Ein Gutachten hierzu habe das OLG nicht eingeholt. Zudem dürften auch mögliche bestehende Bindungen des Kindes zu den Pflegeeltern nicht - wie hier geschehen - außer Acht gelassen werden.

Az.: 1 BvR 1807/20 (Bundesverfassungsgericht, Elternrecht)

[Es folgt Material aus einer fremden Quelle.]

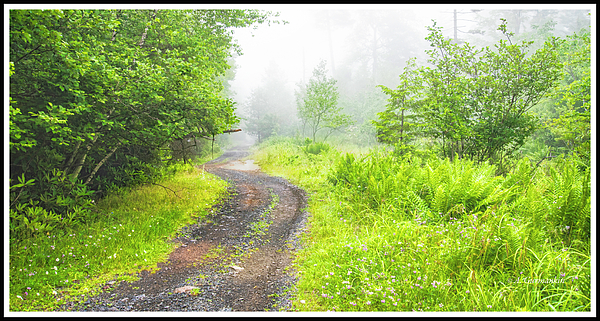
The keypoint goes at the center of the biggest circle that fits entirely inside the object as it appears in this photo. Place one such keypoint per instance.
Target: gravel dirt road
(238, 260)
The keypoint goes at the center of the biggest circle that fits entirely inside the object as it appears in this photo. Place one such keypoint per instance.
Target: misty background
(363, 46)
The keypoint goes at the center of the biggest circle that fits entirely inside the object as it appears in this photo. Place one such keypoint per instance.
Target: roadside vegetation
(393, 233)
(129, 231)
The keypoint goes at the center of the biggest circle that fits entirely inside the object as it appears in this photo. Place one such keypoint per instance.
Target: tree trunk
(72, 158)
(81, 162)
(101, 163)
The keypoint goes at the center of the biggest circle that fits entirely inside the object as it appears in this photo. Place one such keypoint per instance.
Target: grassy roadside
(128, 234)
(393, 235)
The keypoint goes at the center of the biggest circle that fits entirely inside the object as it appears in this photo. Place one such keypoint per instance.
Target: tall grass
(128, 233)
(406, 234)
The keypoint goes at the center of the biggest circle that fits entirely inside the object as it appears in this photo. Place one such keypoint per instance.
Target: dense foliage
(474, 102)
(95, 87)
(398, 233)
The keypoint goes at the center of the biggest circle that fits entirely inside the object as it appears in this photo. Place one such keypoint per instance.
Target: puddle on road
(247, 165)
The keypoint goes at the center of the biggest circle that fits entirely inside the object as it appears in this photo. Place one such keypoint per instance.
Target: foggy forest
(446, 150)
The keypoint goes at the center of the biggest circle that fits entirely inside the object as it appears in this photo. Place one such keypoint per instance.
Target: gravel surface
(239, 260)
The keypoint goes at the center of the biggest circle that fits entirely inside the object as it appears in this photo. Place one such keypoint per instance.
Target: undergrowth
(127, 233)
(407, 234)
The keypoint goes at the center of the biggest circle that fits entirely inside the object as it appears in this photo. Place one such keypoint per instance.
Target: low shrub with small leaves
(391, 233)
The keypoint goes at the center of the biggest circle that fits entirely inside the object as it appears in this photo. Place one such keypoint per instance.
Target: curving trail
(238, 261)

Az.: 1 BvR 2569/16 (Bundesverfassungsgericht, Gutachterwarnung)

Frank Leth


Bundessozialgericht

Klinikaufenthalt auch mit Unterstützung von Assistenzkräften



Kassel (epd). Schwerstbehinderte Menschen haben bei einem erforderlichen Krankenhausaufenthalt im Ausnahmefall auch Anspruch auf eine häusliche Krankenpflege durch ihre selbst angestellten Pflegekräfte. Dies gilt zumindest dann, wenn bei dem behinderten Menschen ein besonderer Krankenpflegebedarf besteht, der nach Art und Umfang „über die für die stationäre Behandlung einer Krankheit erforderliche Krankenpflege“ hinausgeht, urteilte am 10. November das Bundessozialgericht (BSG) in Kassel.

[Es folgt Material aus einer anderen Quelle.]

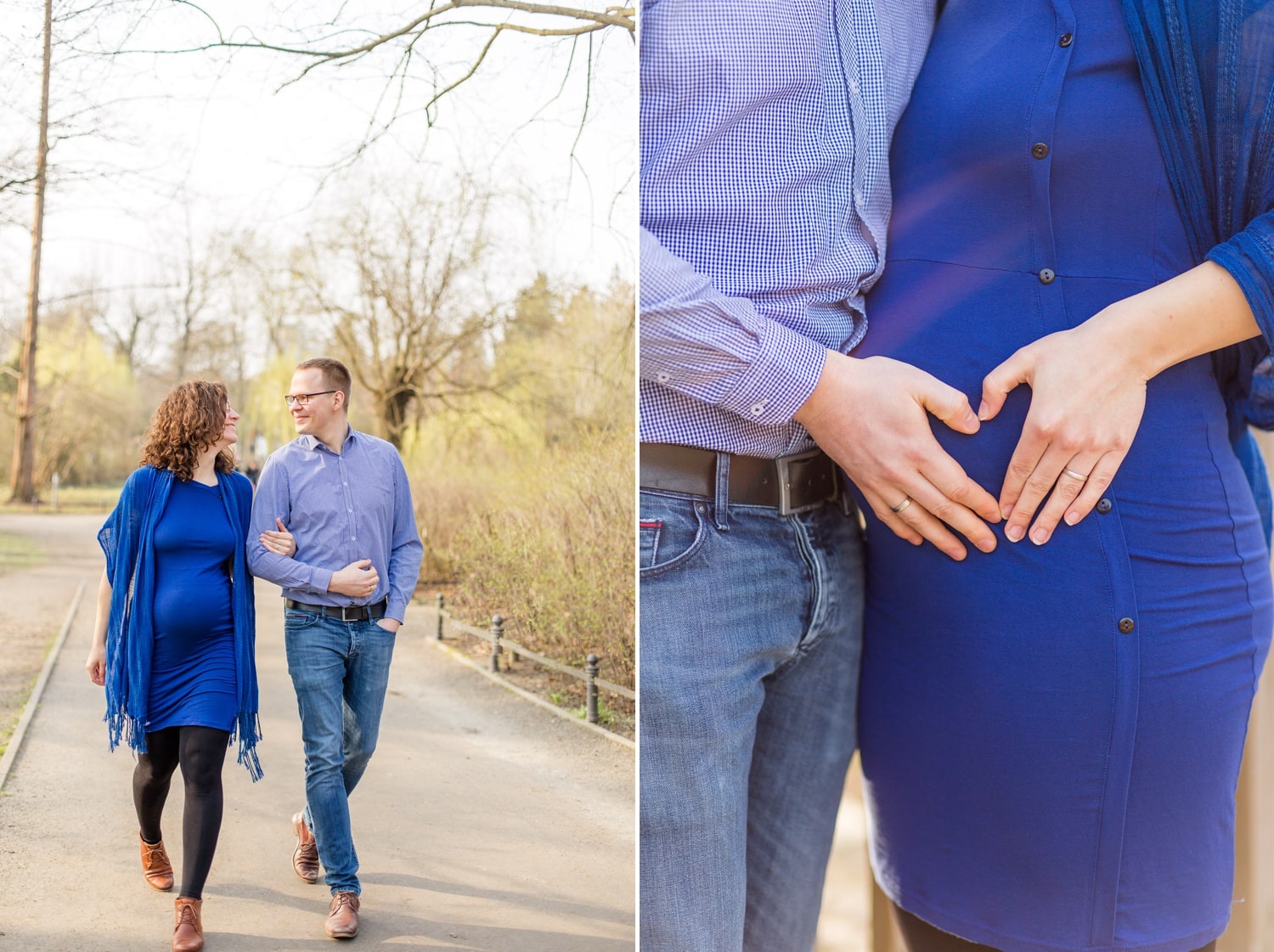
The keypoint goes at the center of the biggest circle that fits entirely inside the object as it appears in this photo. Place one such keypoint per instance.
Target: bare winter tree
(415, 54)
(404, 284)
(76, 23)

Krankenpflege rund um die Uhr

Damit bekam der versicherte, an einer amyotrophen Lateralsklerore (ALS) erkrankte Kläger von den obersten Sozialrichtern recht. Wegen der Nervenerkrankung, die mit fortschreitenden Muskellähmungen einhergeht, kann der Kläger sich nicht bewegen, liegt die ganze Zeit in einem Krankenpflegebett und kann nur mithilfe eines Augencomputers und dem Einsatz einer ABC-Tafel kommunizieren.

Seit November 2012 hat er fünf Assistenzkräfte angestellt, die die häusliche Krankenpflege rund um die Uhr übernehmen. Als der Kläger vom 11. Mai bis 24. Juni 2013 wegen eines Atemnotstands stationär im Krankenhaus behandelt und zeitweise in ein künstliches Koma versetzt wurde, wurde er auch von seinen angestellten Assistenzkräften in der Klinik gepflegt.

Die Krankenkasse wollte die dabei angefallenen Kosten in Höhe von 20.285 Euro nicht zahlen. Während eines Krankenhausaufenthaltes seien die Kosten einer häuslichen Krankenpflege nicht erstattungsfähig. Dies gelte auch dann, wenn die häusliche Krankenpflege von Assistenzkräften im Arbeitgebermodell erbracht werde.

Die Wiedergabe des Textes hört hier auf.